Roger Brown : Calif U.S.A. curated by Nicholas Lowe with assistance from the staff of the Roger Brown Study Collection showcases the rare artwork and collections of the famed Chicago Imagist, Roger Brown. The exhibition explores Brown’s process of collecting and arranging hundreds of domestic objects in his La Conchita, California home and studio. Experience the first-ever exhibition of Brown’s three-dimensional Virtual Still Life paintings shown with the extraordinary collections they evolved from. Roger Brown was a collector as much as he was an artist. The SAIC alumnus and Hyde Park Art Center exhibited artist filled his home and studio in La Conchita, California with hundreds of domestic objects–vernacular ceramics, southwestern knickknacks, and pop culture ephemera–all meticulously arranged and occasionally incorporated into his artwork.
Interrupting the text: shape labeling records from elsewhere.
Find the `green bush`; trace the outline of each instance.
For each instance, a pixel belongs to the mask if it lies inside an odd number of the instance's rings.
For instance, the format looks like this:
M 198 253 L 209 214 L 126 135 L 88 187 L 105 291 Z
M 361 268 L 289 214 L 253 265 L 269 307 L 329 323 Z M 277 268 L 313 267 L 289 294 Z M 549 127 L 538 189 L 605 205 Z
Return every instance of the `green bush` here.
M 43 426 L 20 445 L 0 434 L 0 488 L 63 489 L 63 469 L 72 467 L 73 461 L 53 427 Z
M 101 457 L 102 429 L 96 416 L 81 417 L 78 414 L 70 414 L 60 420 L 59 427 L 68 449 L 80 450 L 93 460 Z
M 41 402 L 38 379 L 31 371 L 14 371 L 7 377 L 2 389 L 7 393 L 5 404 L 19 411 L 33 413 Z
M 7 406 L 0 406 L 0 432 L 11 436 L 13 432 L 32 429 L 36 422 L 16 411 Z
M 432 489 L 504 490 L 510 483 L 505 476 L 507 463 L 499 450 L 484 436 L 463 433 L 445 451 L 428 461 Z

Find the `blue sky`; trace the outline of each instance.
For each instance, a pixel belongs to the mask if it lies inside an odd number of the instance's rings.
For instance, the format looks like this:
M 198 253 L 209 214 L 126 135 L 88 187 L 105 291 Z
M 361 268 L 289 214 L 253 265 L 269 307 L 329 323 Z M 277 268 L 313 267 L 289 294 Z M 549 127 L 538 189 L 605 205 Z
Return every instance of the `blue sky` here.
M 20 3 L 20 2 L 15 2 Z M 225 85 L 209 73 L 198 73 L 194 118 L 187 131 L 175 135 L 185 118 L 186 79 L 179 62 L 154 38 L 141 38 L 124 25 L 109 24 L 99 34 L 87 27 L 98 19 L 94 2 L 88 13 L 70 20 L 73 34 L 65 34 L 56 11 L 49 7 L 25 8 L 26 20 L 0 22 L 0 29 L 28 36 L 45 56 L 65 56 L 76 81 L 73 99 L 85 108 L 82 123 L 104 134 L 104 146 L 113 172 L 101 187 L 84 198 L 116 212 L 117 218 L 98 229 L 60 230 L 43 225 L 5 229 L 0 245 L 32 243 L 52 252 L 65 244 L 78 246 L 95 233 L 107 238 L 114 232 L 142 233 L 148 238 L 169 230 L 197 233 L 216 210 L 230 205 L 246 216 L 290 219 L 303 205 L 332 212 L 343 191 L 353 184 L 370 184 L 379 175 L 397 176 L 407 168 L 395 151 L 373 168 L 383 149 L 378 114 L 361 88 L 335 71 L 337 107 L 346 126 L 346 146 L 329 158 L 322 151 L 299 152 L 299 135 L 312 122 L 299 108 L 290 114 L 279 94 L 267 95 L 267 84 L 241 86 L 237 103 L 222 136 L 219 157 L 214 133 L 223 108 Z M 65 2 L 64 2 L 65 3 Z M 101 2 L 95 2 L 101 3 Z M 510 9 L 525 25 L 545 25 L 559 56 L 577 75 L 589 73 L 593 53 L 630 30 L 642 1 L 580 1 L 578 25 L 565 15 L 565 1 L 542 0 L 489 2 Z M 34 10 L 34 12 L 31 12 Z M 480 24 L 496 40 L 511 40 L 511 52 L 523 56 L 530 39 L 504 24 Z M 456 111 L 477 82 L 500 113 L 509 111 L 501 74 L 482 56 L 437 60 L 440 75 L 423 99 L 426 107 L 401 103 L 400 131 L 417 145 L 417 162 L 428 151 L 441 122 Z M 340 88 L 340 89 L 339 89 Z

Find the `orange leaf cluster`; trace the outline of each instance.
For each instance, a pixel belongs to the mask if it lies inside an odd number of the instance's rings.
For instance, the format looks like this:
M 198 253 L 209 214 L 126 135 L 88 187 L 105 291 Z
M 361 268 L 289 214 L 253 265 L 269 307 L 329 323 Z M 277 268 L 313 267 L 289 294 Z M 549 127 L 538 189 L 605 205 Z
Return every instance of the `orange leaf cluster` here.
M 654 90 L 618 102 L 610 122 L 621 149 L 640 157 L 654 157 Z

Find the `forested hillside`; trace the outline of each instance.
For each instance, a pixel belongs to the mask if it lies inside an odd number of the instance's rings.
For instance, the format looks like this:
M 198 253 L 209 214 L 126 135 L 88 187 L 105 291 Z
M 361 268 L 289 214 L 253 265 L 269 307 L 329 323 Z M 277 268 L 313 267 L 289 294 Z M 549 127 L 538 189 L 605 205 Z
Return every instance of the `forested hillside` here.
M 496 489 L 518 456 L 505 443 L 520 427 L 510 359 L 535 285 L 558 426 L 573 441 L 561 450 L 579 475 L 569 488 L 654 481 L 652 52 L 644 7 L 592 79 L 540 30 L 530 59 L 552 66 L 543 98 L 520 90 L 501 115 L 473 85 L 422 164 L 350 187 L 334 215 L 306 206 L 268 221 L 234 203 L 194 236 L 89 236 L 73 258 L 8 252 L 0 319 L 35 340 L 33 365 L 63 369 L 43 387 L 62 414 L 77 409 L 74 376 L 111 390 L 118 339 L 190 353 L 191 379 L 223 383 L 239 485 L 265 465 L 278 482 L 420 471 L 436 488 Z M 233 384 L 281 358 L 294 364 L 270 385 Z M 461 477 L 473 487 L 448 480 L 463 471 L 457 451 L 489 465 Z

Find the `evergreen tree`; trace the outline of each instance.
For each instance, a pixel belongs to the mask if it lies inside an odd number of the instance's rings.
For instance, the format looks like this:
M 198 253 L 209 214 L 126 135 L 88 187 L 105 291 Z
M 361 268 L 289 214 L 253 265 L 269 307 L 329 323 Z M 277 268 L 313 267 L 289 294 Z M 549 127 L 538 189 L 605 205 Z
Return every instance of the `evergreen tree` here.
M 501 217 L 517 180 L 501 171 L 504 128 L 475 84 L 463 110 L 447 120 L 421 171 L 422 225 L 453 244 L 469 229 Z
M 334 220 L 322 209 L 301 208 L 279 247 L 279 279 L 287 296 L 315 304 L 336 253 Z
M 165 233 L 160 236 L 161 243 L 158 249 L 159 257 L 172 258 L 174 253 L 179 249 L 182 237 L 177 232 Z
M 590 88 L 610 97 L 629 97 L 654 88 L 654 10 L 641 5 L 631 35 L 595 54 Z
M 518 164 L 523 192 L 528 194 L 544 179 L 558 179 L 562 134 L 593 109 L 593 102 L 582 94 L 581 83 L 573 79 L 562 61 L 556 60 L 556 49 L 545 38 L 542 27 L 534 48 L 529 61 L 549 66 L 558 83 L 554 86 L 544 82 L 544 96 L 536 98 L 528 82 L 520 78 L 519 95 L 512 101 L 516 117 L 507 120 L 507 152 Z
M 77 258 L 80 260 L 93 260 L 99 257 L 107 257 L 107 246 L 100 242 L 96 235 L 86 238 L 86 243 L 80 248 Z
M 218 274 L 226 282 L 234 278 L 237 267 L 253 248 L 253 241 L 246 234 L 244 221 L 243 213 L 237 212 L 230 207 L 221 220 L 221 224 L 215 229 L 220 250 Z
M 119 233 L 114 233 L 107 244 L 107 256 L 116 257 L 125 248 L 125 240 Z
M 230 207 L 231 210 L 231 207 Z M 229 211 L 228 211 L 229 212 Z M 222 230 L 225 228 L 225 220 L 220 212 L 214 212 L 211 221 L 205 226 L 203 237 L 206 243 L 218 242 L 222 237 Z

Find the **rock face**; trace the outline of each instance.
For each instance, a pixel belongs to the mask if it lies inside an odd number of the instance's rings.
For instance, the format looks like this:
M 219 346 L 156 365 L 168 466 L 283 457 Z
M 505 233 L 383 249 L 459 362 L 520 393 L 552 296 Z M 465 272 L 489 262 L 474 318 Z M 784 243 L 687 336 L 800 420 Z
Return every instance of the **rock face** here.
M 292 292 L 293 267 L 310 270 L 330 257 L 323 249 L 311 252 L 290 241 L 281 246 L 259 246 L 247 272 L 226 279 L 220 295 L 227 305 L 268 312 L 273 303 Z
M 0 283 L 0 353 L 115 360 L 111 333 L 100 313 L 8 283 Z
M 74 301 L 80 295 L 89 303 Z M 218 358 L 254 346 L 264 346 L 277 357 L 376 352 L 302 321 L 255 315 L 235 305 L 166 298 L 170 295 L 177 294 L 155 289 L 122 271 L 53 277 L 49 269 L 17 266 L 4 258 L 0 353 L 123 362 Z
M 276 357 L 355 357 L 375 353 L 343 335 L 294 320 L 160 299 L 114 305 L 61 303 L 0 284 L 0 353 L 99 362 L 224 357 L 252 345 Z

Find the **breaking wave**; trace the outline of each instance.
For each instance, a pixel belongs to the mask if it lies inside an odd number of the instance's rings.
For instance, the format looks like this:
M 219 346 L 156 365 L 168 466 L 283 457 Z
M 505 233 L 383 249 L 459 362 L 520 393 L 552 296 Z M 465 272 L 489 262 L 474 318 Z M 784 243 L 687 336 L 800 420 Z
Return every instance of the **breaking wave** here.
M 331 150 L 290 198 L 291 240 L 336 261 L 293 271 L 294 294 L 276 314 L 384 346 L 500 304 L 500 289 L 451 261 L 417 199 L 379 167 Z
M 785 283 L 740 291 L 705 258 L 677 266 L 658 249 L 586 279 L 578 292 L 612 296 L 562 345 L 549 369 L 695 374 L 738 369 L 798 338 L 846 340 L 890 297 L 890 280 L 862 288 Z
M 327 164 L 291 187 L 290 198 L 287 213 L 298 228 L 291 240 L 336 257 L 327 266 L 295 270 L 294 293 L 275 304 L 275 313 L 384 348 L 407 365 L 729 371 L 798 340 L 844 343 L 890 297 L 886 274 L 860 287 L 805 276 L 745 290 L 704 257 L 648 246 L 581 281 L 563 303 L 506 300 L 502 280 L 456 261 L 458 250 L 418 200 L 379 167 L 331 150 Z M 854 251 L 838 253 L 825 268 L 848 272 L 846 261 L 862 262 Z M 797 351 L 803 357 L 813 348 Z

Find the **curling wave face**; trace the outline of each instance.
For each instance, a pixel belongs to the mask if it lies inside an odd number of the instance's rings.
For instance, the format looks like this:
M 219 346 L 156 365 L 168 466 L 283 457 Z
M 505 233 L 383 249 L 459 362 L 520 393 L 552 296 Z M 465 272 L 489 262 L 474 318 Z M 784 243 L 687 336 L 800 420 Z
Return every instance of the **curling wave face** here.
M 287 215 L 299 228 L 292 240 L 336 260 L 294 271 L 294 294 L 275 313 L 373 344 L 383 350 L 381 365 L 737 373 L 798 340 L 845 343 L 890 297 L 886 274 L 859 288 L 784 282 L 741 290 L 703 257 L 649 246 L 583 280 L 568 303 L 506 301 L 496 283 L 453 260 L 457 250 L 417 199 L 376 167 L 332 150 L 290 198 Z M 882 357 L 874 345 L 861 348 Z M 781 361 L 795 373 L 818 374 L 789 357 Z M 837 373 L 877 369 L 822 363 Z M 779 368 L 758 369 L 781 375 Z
Calif. U.S.A. explores Brown’s process of collecting and arranging, which was distilled into his Virtual Still Life series–paintings turned three-dimensional with ceramics on shelves in the foreground. Exhibited together for the first time, these extraordinary paintings and arrangements (or tableaux) of objects reference and echo each other, as combined reflections on landscape, heritage, religion, history, life, and death.

PRESS
Go West | Roger Brown: California U.S.A, Art21 Magazine
Roger Brown, Artforum
“Roger Brown: Calif USA” at the Hyde Park Art Center, Chicago Reader
About Nicholas Lowe

The curator of the exhibition, Nicholas Lowe, is an interdisciplinary artist and currently holds tenure as Chair and Associate Professor in the department of Arts, Administration and Policy at the School of the Art Institute of Chicago. Born in Alabama, Roger Brown (1941-1997) moved to Chicago in 1962 where he attended the School of the Art Institute and earned a BFA (1968) and a MFA (1970). Works by Brown and fellow students were recognized by (then) Executive Director of the HPAC, Don Baum, who organized spirited “Chicago School” exhibitions from 1966 to 1971. Brown’s work was included in several exhibitions at HPAC, including False Image (1968). From these early HPAC exhibits, a loosely associated group of artists became known as Chicago Imagists, a term coined by art critic Franz Schulz (1972). The artists associated did not adopt the name, or have a shared ideology, but they worked independently of New York contemporary art trends and incorporated imagery from popular culture into their works, although less cerebrally than New York Pop artists. Brown’s first solo exhibit at Phyllis Kind Gallery (Chicago, 1971) began his 26 year representation at PKG in Chicago, and later, New York. He had numerous solo and group exhibitions in the U.S. and abroad. Traveling retrospectives of his paintings and sculptures have been organized by the Montgomery Museum (1980) and the Hirshhorn (1987). Museum representation includes the Art Institute of Chicago, Metropolitan Museum, Whitney Museum, Museum of Modern Art, Museum of Contemporary Art/ Chicago, National Museum of American Art, Scottish National Gallery, Museum Boymans, Rotterdam, and many others.